Excellent agreement (ICC >80%) was observed in two ROIs (normal tissue and recovery region); the 95% LB exceeded 70% after adjusting for the correlated regions per subject, and agreement was better than that for each individual region because power was gained after the data were pooled as well as the consistent agreements among regions. The poor agreement in the core region could be a source of unstable estimates with both methods, given the lesser quantity of necrotic tissue.

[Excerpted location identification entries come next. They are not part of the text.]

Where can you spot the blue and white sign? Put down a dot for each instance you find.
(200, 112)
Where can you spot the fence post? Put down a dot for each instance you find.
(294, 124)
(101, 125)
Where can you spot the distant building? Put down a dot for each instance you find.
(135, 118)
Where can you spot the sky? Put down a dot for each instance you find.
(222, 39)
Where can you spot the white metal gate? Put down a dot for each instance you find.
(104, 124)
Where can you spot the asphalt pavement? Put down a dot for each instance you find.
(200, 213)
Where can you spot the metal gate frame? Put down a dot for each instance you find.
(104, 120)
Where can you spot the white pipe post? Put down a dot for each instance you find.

In general, there are several reasons why an MRI estimate for the MVD N may deviate from the histologic value. First, in the theoretical model the vascular network is idealized as a random distribution of cylinders of infinite length. However, this assumption can be different from the actual vascular morphology, which might cause the estimate to deviate slightly. The model of the vascular network neglects vessel curvature (Pawlik et al, 1981). Second, the normal tissue contains large vessels (e.g., macrovessels), which could undermine the conditions of the theory and underestimate MVD. The underlying theory assumes a fractional blood volume of much less than unity, which is unlikely in normal tissue containing large vessels. Third, the model assumes isotropic diffusion, which may be a poor approximation for some tissues such as white matter. To overcome this, a diffusion tensor model may better estimate MVD. Finally, histologically determined microvessel densities can depend significantly on the methodology used. The histologic technique we used detects all vessels (perfused and nonperfused), whereas MRI is only sensitive to perfused vessels (i.e., those accessible to the contrast agent). Microvascular density might be improved by using a combination of histologic techniques to not only allow visualization of all vessels, as was performed here, but also distinguish those that are actually perfused.

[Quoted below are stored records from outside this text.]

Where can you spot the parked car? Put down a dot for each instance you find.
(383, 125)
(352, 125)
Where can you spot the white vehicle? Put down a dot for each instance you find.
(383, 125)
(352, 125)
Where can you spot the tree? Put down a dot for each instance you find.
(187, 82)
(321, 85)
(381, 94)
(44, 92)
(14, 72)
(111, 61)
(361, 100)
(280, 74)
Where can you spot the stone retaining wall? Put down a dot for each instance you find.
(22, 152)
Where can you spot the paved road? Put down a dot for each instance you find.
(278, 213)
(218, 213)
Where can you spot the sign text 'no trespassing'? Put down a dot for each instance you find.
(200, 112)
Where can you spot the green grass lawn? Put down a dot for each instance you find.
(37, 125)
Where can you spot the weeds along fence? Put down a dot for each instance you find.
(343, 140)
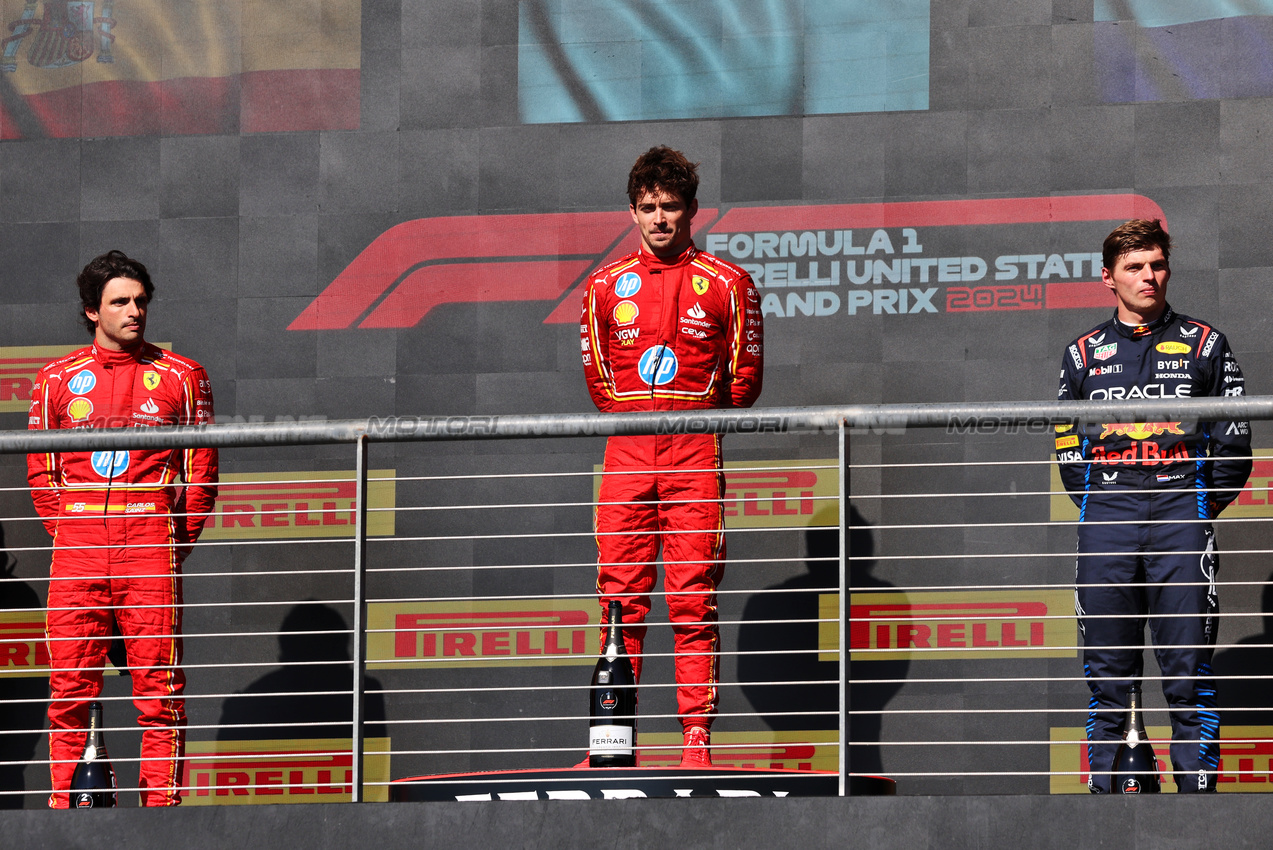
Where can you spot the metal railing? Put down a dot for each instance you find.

In conclusion, our data demonstrate that the MRI MVD map is a useful tool for quantifying MVD in vivo and that MRI MVD agrees highly with histologic MVD both in the recovery region and normal brain with high MVD. Microvascular density agreement was high in the recovery region, moderate in the contralateral hemisphere, and low in the ischemic core. Microvascular density is a physio logic measurement directly related to vascular remodeling, which is a key factor in functional recovery after stroke. Thus, MRI MVD could play a significant role in the diagnosis, therapeutic strategy and management of stroke and other disease processes associated with vascular remodeling.
Disclosure/conflict of interest
These authors state not conflict of interest.